As pesadas críticas atrasaram a tradução do livro no Brasil. Apenas em 1967, graças, em grande parte, ao empenho de Édison Carneiro, ele foi enfim lançado pela Civilização Brasileira, integrando a Coleção "Retratos do Brasil". É bastante significativo que hoje, passados 35 anos da primeira edição brasileira e 55 anos da americana, o livro esteja ganhando aqui sua segunda edição. Concordamos com a observação de Sally Cole de que as mesmas características que fizeram sua marginalidade nos anos 40 fazem hoje sua excepcional atualidade. Ruth Landes antecipou um estilo de antropologia reflexiva, dialógica e experimental, em que a alteridade é pensada enquanto construção e a subjetividade desempenha papel central. Em A Cidade das Mulheres, o que está em jogo é muito mais a narrativa de um "lugar de encontro" do que um retrato que se pretenda "objetivo" de uma "realidade social". Landes não quis fazer como a maior parte dos intelectuais que tomavam o Brasil enquanto objeto de estudo: conduzir entrevistas formais em suas salas nas universidades ou basear-se em material de segunda mão. Sua proposta foi viver o trabalho de campo como uma experiência que alterasse sua própria vida. Aos poucos, vamos compartilhando com essa antropóloga incomum suas descobertas. Uma verdadeira metamorfose vai se processando durante uma viagem narrada em detalhes: da Universidade de Columbia, onde "havia o sentimento geral de que eu estava sendo mandada ao extremo do tabuleiro do mundo, de onde somente a sorte me pouparia de cair", até o encontro com Mãe Menininha no Terreiro do Gantois, em quem ela percebe uma mulher independente, admirada, dona de si. O candomblé e, especialmente, o lugar das mães-de-santo na sociedade baiana impressionam Ruth Landes. É a partir dessas mulheres que ela passa a refletir sobre a própria condição feminina, fazendo uma leitura sensível do poder que detinham. Essa impressão positiva com relação ao candomblé é alimentada por seus diálogos com Édison Carneiro, que considera o candomblé "uma força criadora. Dá às pessoas coragem e confiança e faz com que se concentrem na solução dos problemas desta vida, e não na paz do outro mundo. Não sei onde estariam os negros sem o candomblé!" (:149).

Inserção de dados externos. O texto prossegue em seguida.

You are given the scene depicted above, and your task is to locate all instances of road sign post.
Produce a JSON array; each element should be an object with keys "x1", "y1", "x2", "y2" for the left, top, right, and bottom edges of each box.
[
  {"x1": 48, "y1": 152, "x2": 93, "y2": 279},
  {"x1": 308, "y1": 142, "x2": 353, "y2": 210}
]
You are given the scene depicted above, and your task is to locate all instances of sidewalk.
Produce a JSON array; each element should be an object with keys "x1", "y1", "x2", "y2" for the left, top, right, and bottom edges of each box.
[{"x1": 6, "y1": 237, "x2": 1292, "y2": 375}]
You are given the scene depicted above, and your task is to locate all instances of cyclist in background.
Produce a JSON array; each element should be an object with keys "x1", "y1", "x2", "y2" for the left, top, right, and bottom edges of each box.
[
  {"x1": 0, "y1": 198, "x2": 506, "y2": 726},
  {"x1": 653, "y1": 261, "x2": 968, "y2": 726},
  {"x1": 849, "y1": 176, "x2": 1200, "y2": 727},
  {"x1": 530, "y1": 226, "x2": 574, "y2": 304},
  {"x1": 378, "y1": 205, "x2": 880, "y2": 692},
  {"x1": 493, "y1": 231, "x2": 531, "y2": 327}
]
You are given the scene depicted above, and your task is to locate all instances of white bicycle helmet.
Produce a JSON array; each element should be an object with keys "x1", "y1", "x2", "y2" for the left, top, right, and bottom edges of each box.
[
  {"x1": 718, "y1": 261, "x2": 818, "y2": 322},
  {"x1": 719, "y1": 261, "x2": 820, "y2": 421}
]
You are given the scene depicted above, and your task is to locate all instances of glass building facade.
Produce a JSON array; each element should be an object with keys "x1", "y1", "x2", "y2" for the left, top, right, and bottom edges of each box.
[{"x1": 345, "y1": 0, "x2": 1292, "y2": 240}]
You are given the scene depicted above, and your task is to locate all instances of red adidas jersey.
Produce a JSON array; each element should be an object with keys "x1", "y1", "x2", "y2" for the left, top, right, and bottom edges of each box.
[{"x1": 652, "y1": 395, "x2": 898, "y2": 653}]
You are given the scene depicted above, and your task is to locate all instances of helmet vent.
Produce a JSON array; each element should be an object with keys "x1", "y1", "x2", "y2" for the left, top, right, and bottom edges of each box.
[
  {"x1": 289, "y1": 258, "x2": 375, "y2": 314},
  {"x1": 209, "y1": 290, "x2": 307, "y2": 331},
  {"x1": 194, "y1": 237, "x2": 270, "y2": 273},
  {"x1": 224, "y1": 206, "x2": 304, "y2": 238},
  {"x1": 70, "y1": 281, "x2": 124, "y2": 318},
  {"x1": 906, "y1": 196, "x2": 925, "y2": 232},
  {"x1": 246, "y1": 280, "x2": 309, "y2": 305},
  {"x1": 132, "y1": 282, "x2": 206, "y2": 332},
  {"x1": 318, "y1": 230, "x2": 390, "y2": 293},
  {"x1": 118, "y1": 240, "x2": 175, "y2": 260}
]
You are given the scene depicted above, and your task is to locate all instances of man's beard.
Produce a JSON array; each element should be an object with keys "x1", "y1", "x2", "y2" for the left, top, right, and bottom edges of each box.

A experiência da antropóloga a faz dialogar com suas próprias tradições e seu mundo em permanente transformação. Fica evidente o modo como a experiência de campo parece transformar seus pontos de vista: "A filosofia, o misticismo e a emocionalidade do candomblé sempre me intrigaram. Aprendi a conhecê-lo do modo rotineiro, como alguém que aprende uma nova língua na escola, e me tornei um dos seus adeptos; as minhas reações, porém, eram tão distantes como as de uma máquina de calcular para com os números." Ainda em diálogo com Édison Carneiro, ela reflete criticamente sobre sua própria cultura: "[ ] a nossa geração americana foi nutrida com uma dieta de razão e de ceticismo. As generalizações científicas não nos dão muita sensibilidade para a natureza da fé ou do destino [ ]". Ruth Landes explora também a diferença de modo de pensar de americanos e brasileiros. Relatando uma discussão acalorada com Édison Carneiro, que se exaltava afirmando que os norte-americanos se importavam apenas com o "vil metal", desprezando a cultura, Landes retrucava: "os norte-americanos pensam em termos de raça. Um preto é inferior a um branco por causa da sua raça. [ ] Não se imagina que um negro tenha cultura alguma, a não ser a que lhe vem do branco".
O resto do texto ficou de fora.